This is the agenda we’ll go over. What is smart data link? I’ll go through concrete example of what [00:08:00] does it look like, the context awareness, and how you can do it while building the data lake, and some of the lessons learned from our experience, which hopefully you can correlate in what you are doing in your data lake or in your business, and then apply.

Data lakes. Data lakes, as we know, anytime we talk about data lake, we look into volume, velocity, variety. These are all important characteristics of where [00:08:30] is your single source of truth and how good your injection efficiency, and how robust your ETS are, what kind of technology framework and tools that you are using, and how you can enable your analytics visualization.
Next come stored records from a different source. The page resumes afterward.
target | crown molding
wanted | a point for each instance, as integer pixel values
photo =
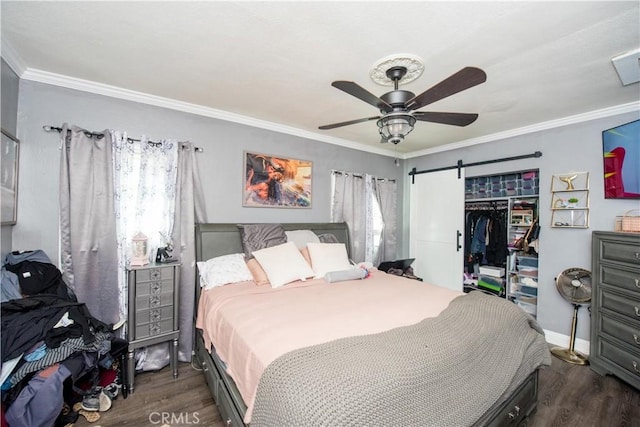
(158, 101)
(578, 118)
(143, 98)
(11, 57)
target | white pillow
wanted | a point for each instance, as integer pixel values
(283, 264)
(326, 257)
(302, 237)
(223, 270)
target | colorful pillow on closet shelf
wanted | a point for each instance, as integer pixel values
(283, 264)
(260, 236)
(326, 257)
(223, 270)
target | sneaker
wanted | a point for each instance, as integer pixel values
(111, 390)
(91, 400)
(105, 401)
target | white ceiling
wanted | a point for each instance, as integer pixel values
(270, 64)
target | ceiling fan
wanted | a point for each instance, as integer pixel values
(397, 107)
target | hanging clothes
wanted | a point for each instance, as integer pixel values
(485, 237)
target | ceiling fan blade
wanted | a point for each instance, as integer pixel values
(350, 122)
(361, 93)
(464, 79)
(456, 119)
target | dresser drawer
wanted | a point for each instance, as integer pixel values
(154, 288)
(620, 304)
(620, 251)
(519, 406)
(624, 332)
(152, 329)
(154, 301)
(626, 360)
(154, 315)
(151, 274)
(622, 278)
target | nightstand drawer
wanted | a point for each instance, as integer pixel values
(154, 328)
(620, 251)
(154, 315)
(623, 305)
(149, 274)
(621, 278)
(628, 361)
(622, 331)
(154, 288)
(154, 301)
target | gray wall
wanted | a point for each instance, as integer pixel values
(570, 148)
(221, 163)
(9, 90)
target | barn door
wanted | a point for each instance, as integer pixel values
(436, 234)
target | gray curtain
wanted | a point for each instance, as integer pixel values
(87, 221)
(386, 193)
(190, 208)
(349, 205)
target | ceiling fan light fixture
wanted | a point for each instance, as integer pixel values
(395, 126)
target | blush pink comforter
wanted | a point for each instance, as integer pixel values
(250, 326)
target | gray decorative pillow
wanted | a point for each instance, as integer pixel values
(260, 236)
(328, 238)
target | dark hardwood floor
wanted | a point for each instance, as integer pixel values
(569, 395)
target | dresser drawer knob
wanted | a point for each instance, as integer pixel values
(515, 413)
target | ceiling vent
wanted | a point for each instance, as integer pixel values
(627, 66)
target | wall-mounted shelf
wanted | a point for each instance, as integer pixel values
(570, 200)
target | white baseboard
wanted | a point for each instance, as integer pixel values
(561, 340)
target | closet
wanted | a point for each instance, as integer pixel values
(499, 210)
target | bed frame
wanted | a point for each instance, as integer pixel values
(221, 239)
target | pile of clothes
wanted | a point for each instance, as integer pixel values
(55, 354)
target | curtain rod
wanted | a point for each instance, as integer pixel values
(49, 128)
(460, 165)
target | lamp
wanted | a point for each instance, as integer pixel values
(393, 127)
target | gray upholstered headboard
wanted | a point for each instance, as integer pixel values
(219, 239)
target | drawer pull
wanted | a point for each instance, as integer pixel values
(516, 409)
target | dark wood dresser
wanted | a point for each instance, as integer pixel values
(615, 315)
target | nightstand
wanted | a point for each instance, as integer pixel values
(153, 311)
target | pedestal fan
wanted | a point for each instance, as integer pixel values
(574, 284)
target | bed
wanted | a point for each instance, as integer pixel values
(426, 365)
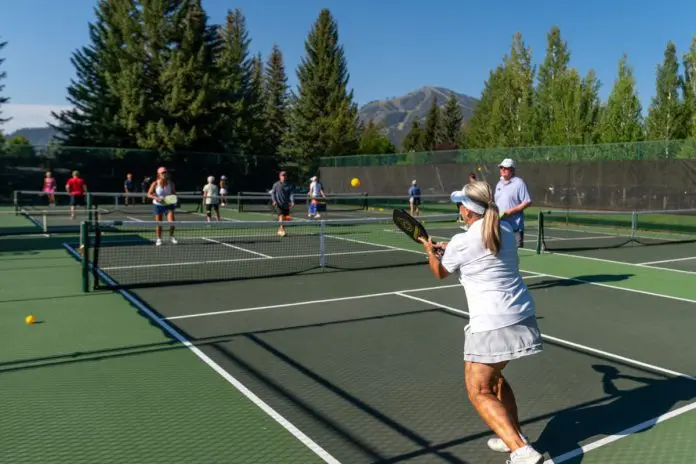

And do you have discoverability using schema on read? What kind of specification you have, and then is it a stream first? Streaming batching? And how do you optimize operational costs? And then what kind of interfaces you have for accessing [00:09:00] your data, whether it’s a secret interface or some other interfaces. And then the data governments. Like, how do you have this data traceability or cataloging? And then data security and all that.

These are all very important characteristics. Depending on your organization’s maturity level and also where you are in the journey of data lake building, you may be doing most of these are all of these, or I’m sure you may be having more than these also. These are some [00:09:30] characteristics which typically [inaudible 00:09:31]. But I want you guys to also have an additional lens, which is the context, how you can have this context awareness to your data while you are building.

Now let’s talk about this smart data lake. It’s good to see the interesting buzzwords, like smart, intelligent, cognitive, so on and so forth. Right? But it’s important to understand that what is it really smart here and [00:10:00] how are we defining. The frame of reference is so critical. So for us, smart data lake means it is helping deliver context aware semantic services. I will go through example of what this context awareness is, that provides you centralized governance, which includes stuff like following compliant to the regulations, and then the security, authentication, authorization, data principles, so and so forth. And data democratization [inaudible 00:10:30].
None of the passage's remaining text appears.